2017/3/6 (MON) 11:30

 コスチューム・インスティチュート(COSTUME INSTITUTE)はパリ・ファッション・ウイーク期間中の3月6日、ニューヨークのメトロポリタン美術館(METROPOLITAN MUSEUM OF ART 以下、MET)で5月4日〜9月4日に開催する展覧会「Rei Kawakubo/Comme des Garcons Art of the In Between (川久保玲/コム デ ギャルソン 間の技)」のプレスカンファレンスを開催した。

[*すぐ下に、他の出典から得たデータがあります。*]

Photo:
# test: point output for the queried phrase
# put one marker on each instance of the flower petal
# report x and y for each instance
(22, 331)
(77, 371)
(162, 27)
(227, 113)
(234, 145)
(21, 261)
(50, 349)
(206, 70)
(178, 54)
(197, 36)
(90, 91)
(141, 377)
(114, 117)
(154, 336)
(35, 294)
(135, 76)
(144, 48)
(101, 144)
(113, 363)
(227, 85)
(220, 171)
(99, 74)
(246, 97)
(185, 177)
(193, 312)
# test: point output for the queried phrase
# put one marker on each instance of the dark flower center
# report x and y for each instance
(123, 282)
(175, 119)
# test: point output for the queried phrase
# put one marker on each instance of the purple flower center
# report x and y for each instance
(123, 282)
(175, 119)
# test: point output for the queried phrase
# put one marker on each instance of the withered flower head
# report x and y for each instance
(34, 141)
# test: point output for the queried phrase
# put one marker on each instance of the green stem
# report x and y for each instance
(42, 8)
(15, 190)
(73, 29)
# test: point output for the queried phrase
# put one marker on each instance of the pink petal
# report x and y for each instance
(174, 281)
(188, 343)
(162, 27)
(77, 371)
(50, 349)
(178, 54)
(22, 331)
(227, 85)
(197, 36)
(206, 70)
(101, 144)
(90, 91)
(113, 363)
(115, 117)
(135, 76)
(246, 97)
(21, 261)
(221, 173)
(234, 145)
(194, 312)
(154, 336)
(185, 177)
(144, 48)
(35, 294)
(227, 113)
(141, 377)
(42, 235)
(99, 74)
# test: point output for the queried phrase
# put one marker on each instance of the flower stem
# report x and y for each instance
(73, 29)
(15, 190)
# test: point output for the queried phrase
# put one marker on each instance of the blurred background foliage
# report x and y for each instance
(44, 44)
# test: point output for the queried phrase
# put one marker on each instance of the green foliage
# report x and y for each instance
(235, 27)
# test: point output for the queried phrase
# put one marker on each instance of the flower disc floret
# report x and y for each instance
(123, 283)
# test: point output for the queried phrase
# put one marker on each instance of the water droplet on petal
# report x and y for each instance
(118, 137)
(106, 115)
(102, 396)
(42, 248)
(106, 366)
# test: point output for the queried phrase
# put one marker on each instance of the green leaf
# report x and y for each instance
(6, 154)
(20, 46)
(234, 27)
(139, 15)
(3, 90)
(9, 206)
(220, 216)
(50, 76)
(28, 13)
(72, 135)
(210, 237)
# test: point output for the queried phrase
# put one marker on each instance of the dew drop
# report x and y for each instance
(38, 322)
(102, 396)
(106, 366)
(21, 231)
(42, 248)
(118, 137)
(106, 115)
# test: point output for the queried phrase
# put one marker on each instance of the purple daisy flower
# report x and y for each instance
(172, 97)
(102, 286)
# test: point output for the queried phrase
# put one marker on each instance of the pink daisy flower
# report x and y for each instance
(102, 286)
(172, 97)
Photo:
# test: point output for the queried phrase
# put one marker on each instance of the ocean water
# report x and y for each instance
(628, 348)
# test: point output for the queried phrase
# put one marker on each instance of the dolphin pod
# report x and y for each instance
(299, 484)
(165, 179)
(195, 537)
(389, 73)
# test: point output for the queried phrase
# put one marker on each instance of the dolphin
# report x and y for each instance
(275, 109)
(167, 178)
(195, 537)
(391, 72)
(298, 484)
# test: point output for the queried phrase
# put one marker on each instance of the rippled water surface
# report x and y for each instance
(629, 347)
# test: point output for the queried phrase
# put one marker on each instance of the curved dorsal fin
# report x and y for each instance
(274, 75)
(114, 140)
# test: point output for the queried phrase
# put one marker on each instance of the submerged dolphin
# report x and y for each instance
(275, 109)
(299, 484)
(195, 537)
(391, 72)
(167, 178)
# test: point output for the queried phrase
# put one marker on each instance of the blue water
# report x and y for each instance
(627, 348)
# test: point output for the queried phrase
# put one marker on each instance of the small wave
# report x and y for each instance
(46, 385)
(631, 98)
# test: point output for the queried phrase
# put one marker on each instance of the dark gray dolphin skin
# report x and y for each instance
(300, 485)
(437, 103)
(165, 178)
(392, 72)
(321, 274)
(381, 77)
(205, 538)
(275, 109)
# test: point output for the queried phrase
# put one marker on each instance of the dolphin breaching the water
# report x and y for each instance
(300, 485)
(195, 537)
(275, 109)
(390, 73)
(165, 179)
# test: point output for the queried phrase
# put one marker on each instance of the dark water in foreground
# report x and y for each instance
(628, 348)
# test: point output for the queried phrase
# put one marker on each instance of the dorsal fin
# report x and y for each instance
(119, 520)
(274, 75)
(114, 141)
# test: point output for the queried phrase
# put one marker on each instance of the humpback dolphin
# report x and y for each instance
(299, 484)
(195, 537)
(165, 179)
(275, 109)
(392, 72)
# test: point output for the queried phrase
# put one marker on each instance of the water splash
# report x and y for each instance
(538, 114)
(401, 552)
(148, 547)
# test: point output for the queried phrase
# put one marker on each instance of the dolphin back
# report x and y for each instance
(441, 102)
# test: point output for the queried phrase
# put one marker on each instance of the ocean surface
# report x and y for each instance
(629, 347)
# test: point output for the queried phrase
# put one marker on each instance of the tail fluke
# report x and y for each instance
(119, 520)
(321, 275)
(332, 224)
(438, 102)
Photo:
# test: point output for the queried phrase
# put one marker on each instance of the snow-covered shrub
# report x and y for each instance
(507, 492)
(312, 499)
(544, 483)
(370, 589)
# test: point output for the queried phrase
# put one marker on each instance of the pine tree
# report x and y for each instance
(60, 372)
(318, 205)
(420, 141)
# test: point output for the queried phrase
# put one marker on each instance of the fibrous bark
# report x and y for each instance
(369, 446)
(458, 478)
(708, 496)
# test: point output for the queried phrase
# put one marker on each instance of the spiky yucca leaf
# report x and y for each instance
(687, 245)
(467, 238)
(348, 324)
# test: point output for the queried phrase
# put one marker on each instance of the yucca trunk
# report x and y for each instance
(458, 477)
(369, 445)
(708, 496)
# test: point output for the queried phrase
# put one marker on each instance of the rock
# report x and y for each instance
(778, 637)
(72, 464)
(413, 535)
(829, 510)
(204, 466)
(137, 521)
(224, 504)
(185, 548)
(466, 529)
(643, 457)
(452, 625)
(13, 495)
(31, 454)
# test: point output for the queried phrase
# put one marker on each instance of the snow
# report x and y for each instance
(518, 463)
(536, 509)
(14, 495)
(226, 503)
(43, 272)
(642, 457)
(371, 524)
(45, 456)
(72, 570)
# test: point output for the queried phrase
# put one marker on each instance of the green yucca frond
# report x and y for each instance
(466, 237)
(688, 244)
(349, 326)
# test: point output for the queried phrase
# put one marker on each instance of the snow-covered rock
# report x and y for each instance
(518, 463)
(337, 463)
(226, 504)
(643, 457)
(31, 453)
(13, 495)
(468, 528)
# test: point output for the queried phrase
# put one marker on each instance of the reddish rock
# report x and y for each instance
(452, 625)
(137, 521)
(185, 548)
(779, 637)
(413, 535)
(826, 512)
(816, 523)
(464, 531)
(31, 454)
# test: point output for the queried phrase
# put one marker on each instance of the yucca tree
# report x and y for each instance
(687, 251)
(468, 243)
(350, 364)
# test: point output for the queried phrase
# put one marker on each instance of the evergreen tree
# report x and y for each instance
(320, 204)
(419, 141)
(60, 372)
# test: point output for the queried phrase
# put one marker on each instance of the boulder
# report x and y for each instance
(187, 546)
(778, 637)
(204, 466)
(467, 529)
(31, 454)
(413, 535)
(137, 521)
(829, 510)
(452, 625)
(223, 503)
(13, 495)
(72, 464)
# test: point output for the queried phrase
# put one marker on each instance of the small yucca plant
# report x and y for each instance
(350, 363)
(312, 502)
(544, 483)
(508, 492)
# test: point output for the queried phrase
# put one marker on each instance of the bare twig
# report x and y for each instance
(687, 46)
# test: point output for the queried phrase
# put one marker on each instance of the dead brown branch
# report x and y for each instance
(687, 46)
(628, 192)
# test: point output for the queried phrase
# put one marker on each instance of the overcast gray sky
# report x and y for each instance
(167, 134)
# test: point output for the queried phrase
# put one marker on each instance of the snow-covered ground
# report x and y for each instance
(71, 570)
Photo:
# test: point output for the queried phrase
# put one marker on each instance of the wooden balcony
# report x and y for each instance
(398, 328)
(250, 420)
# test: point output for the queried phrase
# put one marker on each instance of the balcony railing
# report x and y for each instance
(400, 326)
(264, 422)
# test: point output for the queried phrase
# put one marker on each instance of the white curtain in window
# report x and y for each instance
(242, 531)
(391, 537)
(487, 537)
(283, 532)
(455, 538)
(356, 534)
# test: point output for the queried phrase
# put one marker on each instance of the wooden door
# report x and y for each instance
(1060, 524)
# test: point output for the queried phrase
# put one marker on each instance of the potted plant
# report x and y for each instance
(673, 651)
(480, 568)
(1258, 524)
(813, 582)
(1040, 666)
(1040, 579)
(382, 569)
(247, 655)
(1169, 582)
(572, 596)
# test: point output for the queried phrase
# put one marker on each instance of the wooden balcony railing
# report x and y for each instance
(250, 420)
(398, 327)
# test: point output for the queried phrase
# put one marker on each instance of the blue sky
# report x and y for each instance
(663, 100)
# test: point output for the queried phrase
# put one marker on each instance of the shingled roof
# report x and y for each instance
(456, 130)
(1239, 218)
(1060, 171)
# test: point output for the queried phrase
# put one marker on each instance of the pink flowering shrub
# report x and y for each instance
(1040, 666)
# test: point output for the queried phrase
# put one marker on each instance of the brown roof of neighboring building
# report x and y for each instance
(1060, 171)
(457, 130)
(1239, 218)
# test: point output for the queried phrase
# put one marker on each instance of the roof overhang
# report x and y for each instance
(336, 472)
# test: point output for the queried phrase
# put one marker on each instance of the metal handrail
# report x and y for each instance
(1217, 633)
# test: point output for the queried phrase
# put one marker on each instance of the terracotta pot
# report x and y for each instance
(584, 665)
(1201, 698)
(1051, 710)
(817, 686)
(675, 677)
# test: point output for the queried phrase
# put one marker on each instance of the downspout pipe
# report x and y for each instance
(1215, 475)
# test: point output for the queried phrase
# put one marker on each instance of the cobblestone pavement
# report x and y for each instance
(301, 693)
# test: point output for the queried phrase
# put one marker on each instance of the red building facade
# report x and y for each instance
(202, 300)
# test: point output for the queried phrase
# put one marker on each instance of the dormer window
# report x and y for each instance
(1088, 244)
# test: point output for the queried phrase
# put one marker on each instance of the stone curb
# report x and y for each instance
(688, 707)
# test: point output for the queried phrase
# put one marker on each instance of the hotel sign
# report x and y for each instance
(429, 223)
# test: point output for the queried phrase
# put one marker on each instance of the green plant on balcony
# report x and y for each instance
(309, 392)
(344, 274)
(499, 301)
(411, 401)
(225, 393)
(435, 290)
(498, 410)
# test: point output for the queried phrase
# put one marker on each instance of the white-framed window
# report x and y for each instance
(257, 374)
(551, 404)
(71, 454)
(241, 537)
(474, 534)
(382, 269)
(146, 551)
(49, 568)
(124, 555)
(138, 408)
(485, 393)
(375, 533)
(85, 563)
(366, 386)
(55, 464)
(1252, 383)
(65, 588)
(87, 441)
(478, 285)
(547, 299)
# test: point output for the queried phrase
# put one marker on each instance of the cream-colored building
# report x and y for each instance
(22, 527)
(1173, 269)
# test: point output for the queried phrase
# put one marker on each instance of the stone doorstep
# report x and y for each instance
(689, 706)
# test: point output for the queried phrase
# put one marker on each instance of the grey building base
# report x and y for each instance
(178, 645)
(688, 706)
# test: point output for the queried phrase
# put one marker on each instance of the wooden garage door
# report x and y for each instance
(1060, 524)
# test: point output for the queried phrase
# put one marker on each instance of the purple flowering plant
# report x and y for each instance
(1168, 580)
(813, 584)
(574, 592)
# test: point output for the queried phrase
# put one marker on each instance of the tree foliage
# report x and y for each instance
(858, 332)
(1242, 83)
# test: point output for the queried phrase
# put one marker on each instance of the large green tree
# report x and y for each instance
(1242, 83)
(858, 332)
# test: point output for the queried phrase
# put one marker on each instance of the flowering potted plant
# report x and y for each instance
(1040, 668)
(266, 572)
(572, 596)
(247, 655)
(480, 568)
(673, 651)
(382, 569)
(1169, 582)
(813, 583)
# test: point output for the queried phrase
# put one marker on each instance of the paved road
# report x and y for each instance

 登壇したキュレーターのアンドリュー・ボルトン(Andrew Bolton)は展示内容について、「20年前、最も影響力のあるデザイナーは誰かと聞かれたらみんなイヴ・サンローラン(Yves Saint-Laurent)と答えた。今同じ質問をしたら間違いなく皆川久保玲というだろう。彼女は常に"無"を偉大なコンセプトとして掲げてきた。そしてその"無"が存在するには"間"というコンセプトがないと成り立たない。彼女はさまざまな概念の間にある"間"の空間、それはときに居心地が良くない空間でもあるが、その中に美しさを見出し、アートフルに表現してきた。展覧会では、その"間"の空間を、彼女がパリデビューした1981年の作品から振り返る。80年代のコレクションは主にブラックの服だけで構成されたコレクションを発表し、業界人を驚かせた。82年の穴の空いたニットは肌とテキスタイル、身体と服の"間"を表現した。また、アシンメトリーやデフォルメしたデザインを多く手掛ける彼女は、未完成のものや完璧ではないものの中にある生々しい美しさを服で語った。決して自分をアーティストと呼ばず、クローズメイカー(服職人)と主張する彼女だが、最近はファッションとアートの"間"の空間、そしてファッションとビジネスの"間"の空間をさらに深く探求するようになった。川久保は昔からクリエイションとビジネスを1つ傘の中で考えてきたが、彼女の"間"の表現はファッションとビジネスの間にある流動的な空間の中にこそ一番濃く表現されているのだろう」と語った。

 同展は「コム デ ギャルソン(COMME DES GARCONS)」がパリコレデビューした1981年の作品から現在まで、約150体のルックを展示するもので、現役デザイナーをフィーチャーするのは1983年のイヴ・サンローラン展以来2度目になる。